In October of 2000, Fishburne made his directorial debut with Once in the Life, a film he wrote and produced and in which he also starred.  The screenplay is based on Fishburne’s own one-act play “Riff Raff,” which he performed and directed in 1994. The initial run in Los Angeles was the first production produced under his own banner L.O.A. Productions.

In 1997, Fishburne received an Emmy® nomination and an NAACP Image Award for his starring role in the HBO drama Miss Evers’ Boys, which he also executive produced. His additional television credits include the films A Rumor of War, I Take these Men, Decoration Day and The Tuskegee Airmen, which earned him an Image Award, as well as Golden Globe®, Emmy® and CableACE nominations. His television series credits include appearances on Hill Street Blues, Miami Vice, The Equalizer and Pee Wee’s Playhouse.

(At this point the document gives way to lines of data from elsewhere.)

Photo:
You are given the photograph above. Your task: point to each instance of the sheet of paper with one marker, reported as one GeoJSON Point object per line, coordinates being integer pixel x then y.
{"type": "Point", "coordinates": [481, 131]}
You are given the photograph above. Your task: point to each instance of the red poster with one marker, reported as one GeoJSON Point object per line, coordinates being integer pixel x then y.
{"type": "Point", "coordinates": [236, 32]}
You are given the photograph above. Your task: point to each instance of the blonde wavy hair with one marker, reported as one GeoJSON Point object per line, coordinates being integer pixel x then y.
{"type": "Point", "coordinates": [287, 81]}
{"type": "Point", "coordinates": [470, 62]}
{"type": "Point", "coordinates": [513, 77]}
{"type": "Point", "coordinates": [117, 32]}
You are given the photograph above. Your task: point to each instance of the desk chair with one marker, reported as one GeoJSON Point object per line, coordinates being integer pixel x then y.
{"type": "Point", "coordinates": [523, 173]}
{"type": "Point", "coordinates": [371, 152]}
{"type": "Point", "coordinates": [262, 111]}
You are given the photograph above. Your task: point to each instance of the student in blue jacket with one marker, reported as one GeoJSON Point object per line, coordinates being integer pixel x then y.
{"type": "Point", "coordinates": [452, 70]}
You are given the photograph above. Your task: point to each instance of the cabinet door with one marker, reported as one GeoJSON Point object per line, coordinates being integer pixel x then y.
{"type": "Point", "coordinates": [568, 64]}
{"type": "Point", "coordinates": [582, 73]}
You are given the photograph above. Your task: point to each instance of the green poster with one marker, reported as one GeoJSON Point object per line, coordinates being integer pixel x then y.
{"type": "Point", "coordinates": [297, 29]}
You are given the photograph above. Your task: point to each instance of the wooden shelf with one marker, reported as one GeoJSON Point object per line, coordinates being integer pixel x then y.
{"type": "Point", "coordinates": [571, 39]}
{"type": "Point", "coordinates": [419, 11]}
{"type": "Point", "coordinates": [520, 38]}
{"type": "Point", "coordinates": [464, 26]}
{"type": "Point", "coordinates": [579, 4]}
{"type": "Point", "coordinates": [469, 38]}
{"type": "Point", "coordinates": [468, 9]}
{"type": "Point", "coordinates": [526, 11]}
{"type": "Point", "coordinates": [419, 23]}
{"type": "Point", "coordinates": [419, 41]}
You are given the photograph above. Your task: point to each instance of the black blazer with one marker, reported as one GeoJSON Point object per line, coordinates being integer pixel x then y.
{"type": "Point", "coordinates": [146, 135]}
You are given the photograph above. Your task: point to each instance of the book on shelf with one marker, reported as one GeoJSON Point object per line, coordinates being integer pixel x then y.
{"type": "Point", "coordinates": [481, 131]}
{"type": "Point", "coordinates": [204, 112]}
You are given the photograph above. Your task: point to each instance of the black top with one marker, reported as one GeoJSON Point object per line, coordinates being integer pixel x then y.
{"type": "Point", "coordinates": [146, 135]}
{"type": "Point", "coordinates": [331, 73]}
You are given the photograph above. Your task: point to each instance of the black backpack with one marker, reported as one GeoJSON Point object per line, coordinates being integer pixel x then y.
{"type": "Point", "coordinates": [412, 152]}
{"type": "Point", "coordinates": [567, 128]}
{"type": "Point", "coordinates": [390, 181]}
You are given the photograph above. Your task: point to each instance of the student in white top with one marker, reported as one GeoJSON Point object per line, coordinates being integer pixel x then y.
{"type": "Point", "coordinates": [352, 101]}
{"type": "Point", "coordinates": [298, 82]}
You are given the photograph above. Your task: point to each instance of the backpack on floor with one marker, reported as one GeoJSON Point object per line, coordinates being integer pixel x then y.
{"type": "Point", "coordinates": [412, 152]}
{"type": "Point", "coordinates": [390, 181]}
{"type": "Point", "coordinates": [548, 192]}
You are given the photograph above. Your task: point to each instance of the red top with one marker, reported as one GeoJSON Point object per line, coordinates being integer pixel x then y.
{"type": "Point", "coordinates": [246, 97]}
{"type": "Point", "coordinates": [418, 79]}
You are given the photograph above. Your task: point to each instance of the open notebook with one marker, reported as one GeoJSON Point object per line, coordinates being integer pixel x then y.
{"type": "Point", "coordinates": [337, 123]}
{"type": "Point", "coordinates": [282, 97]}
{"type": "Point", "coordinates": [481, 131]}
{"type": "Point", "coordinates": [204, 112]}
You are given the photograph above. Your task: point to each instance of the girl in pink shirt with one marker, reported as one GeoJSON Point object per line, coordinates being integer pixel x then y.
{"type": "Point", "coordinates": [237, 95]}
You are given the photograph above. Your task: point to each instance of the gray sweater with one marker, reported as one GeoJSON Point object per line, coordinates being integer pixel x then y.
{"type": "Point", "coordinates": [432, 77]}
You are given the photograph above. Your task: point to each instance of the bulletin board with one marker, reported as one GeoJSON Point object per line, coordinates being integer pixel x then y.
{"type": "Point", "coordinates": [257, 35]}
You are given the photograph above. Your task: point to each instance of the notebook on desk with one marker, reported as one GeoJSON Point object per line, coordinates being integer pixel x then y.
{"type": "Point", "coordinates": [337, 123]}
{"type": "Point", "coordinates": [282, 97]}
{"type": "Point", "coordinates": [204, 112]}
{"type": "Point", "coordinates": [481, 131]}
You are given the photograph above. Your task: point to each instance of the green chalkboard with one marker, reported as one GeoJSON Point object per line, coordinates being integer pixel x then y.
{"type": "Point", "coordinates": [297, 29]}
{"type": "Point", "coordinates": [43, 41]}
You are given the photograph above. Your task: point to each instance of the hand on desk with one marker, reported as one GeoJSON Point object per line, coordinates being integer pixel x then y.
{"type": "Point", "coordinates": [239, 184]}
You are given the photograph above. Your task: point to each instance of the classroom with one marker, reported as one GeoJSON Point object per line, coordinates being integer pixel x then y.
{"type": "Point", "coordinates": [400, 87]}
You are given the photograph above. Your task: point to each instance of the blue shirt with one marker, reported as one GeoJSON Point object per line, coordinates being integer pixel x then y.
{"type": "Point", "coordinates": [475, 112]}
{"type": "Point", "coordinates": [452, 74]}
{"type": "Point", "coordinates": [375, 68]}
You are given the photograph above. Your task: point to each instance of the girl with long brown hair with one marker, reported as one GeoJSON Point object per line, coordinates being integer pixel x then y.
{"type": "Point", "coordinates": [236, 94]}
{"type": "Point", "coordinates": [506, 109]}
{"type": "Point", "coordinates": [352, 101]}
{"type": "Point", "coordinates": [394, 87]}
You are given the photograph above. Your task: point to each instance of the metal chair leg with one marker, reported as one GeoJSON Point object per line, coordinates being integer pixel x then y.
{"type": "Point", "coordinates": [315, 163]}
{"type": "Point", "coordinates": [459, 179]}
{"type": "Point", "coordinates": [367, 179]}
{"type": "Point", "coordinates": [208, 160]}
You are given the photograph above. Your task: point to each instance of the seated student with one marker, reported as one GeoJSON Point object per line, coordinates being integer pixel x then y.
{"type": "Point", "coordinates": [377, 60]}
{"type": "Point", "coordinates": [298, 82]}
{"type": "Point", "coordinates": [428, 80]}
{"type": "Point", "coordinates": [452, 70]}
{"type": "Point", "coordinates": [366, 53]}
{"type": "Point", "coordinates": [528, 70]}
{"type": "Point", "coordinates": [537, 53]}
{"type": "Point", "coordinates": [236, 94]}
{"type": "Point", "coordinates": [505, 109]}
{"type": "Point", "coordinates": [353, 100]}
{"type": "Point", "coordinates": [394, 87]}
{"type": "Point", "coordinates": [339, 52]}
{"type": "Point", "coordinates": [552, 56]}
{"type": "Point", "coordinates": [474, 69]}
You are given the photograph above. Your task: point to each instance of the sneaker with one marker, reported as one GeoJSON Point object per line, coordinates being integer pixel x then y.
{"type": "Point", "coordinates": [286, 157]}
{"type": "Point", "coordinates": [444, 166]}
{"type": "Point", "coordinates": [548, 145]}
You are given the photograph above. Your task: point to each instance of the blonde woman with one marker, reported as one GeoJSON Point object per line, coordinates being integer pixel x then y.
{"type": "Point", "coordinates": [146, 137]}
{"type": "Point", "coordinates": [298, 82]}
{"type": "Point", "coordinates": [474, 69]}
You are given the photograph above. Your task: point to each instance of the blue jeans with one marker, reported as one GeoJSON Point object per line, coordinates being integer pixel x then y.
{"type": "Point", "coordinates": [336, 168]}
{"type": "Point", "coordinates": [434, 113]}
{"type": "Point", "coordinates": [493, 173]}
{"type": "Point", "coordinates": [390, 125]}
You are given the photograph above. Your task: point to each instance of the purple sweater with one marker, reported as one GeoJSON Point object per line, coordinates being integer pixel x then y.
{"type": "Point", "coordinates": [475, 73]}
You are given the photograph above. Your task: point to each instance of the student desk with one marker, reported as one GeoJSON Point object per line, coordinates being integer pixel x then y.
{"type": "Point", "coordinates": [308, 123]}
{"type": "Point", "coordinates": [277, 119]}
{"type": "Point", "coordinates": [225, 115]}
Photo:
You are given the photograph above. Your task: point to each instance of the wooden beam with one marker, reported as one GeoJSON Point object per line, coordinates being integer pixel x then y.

At the same time that Fishburne consistently breaks new ground, he appreciates that which is hallowed.  In reflecting on such actors as Sidney Poitier and Morgan Freeman, who have paved the way, he says, “The power of their presence alone spoke to me, made me believe I could do the same thing.”  He has also worked with “ancestral memory” and finds it a “source of spiritual strength.  I believe ancestors push me here, push me there, and guide me...they are a resource to be valued and respected.”